Society used to teach that dating was a mechanism of finding your future husband or wife. Marriage was always the end goal of dating. But today, it doesn’t even seem like it’s a means to an end. It’s a free for all. And if marriage just so happens to come into play, then that’s cool. But if not, that’s even better. The freer you are, the more space you have to “explore.”


In pastimes, if a man was interested in a woman, he had to go about it the right way. First of all, he needed to have himself established because as long as a woman was unmarried, she was still considered to be a part of her father’s house. If a man comes along and seeks to marry that woman, he has to go to her father first. Because one day she’ll belong to her husband’s house. 


Obviously, we have become far removed from this standard due to Black men’s high incarceration rates, the war on drugs, the removal of fathers in the homes due to welfare programs, and promiscuity leading to increased single-parent households. A lot of women today don’t have a father that a suitor could go to for permission to court their daughter. And even if the father is in the home, they don’t seem to care about their daughter’s dating life until a man is “serious enough” and wants to marry her. Yet, she could’ve been having sex with this man (and many others) for months and years, and her father acts oblivious to this fact. 


I also find it interesting the double standard that exists in the home when it comes to dating and marriage. Parents will encourage their daughters to practice safe sex in their relationships and singleness, but discourage their daughters from marrying “too early.” Many parents will tell their daughters to wait a little while, live your life, and explore before settling down. Now you tell me what explore means?

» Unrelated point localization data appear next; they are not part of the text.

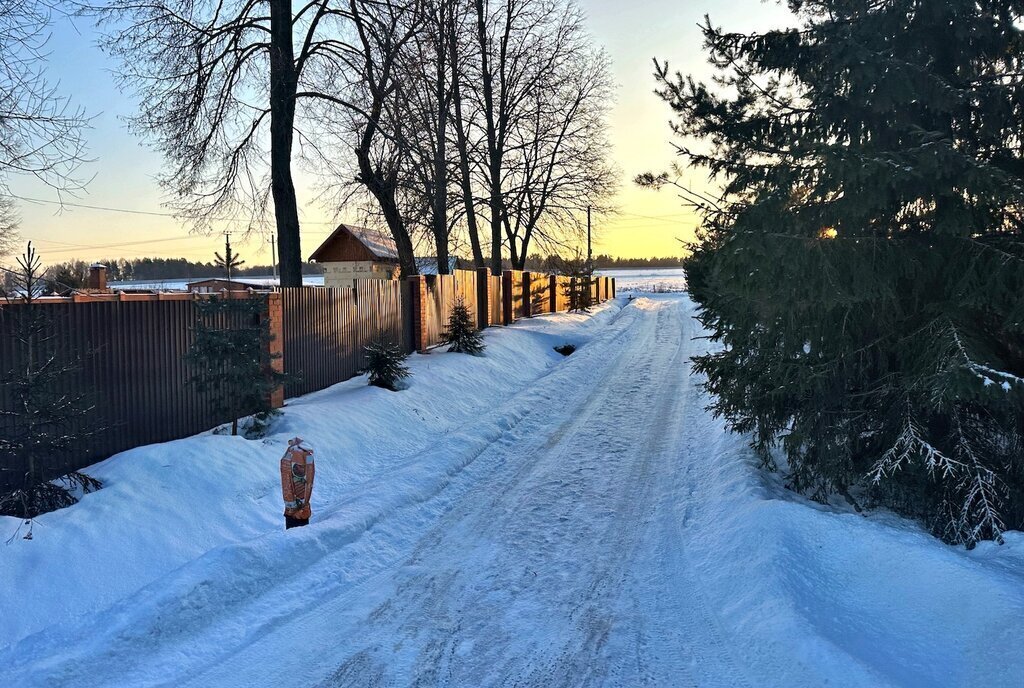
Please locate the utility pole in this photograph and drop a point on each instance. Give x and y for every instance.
(228, 258)
(590, 254)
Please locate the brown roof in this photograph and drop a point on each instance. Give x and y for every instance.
(349, 243)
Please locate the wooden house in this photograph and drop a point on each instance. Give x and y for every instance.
(356, 253)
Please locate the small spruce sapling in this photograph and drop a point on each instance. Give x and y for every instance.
(385, 362)
(231, 359)
(462, 336)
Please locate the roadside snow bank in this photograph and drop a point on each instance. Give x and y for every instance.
(868, 601)
(213, 502)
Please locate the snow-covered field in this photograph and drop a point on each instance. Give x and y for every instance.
(652, 280)
(514, 519)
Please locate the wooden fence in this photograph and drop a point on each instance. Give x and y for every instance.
(126, 360)
(129, 349)
(326, 331)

Another contributor to this separation is that women today have all of the same freedoms and capabilities to provide for themselves as men do. Here enters the “I don’t need a man” archetype. I’m not saying that women need to go back to having zero rights because that’s not even Biblical. But what I am saying is that just because a woman has a career, education, and maybe even her own assets does not mean that she is better off without a husband. I’d also like to put a disclaimer that some women are intended to remain single, but YAH’s original design did include a man and woman together. 


I’m not writing this to disparage anyone because this was me. I didn’t realize the scam that the “talking stage” and dating actually was until I took a step back from it. It seems as if society today encourages commitment after you’ve already shared the most sacred parts of yourself with so many other people. 

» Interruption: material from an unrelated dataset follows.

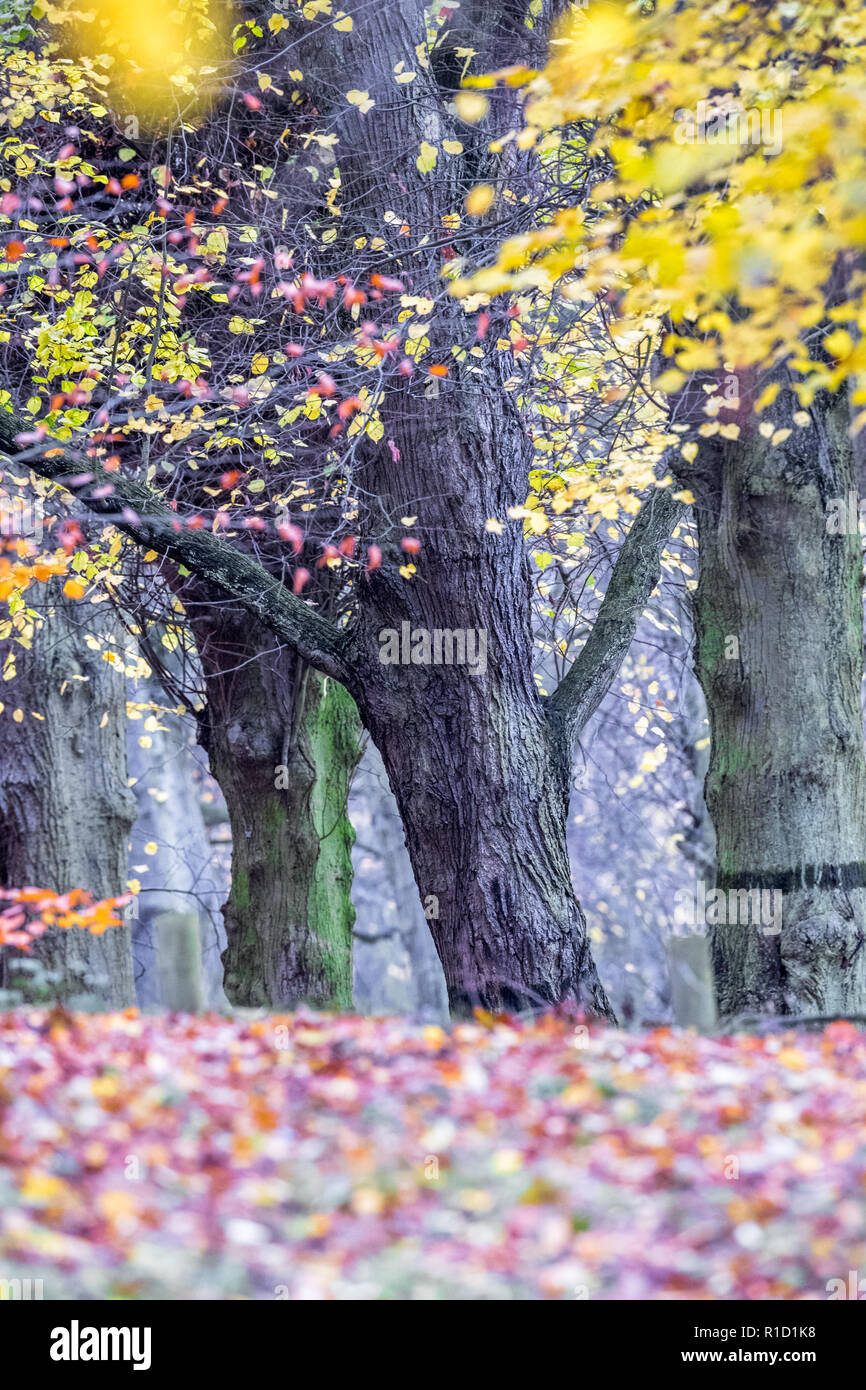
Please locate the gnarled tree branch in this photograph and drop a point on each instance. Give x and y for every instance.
(634, 577)
(141, 513)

So how do we avoid the scam?


Thankfully, The Most High leaves room for repentance for His children who seek to be close to Him and live a life He would be pleased with.

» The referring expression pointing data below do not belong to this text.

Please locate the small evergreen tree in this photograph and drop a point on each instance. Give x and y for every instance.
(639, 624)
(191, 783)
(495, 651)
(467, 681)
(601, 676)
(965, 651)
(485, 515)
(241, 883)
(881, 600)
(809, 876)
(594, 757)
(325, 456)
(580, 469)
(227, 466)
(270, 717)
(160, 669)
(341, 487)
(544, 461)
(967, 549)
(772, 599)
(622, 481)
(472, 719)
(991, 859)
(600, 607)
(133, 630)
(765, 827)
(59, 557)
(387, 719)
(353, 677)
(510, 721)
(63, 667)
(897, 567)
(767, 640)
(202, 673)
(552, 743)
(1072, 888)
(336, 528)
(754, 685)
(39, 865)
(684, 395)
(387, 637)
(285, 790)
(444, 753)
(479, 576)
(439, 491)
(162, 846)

It is up to us to teach our children to prioritize and save themselves for marriage and value themselves enough to not want to freely become one flesh with strangers. We have to display examples of healthy relationships to them by maintaining the order The Most High set for a husband and a wife. As the next generation of husbands, wives, fathers, and mothers, it is up to us to set a standard that sets our children apart from the world. Many of us have unfortunately been corrupted by society and have had to do a lot of rehabilitation, detoxification, and therapy to be where we are today. But if we are able to keep our children shielded from this scam, we are that much closer to restoring our community and creating a future we want to see.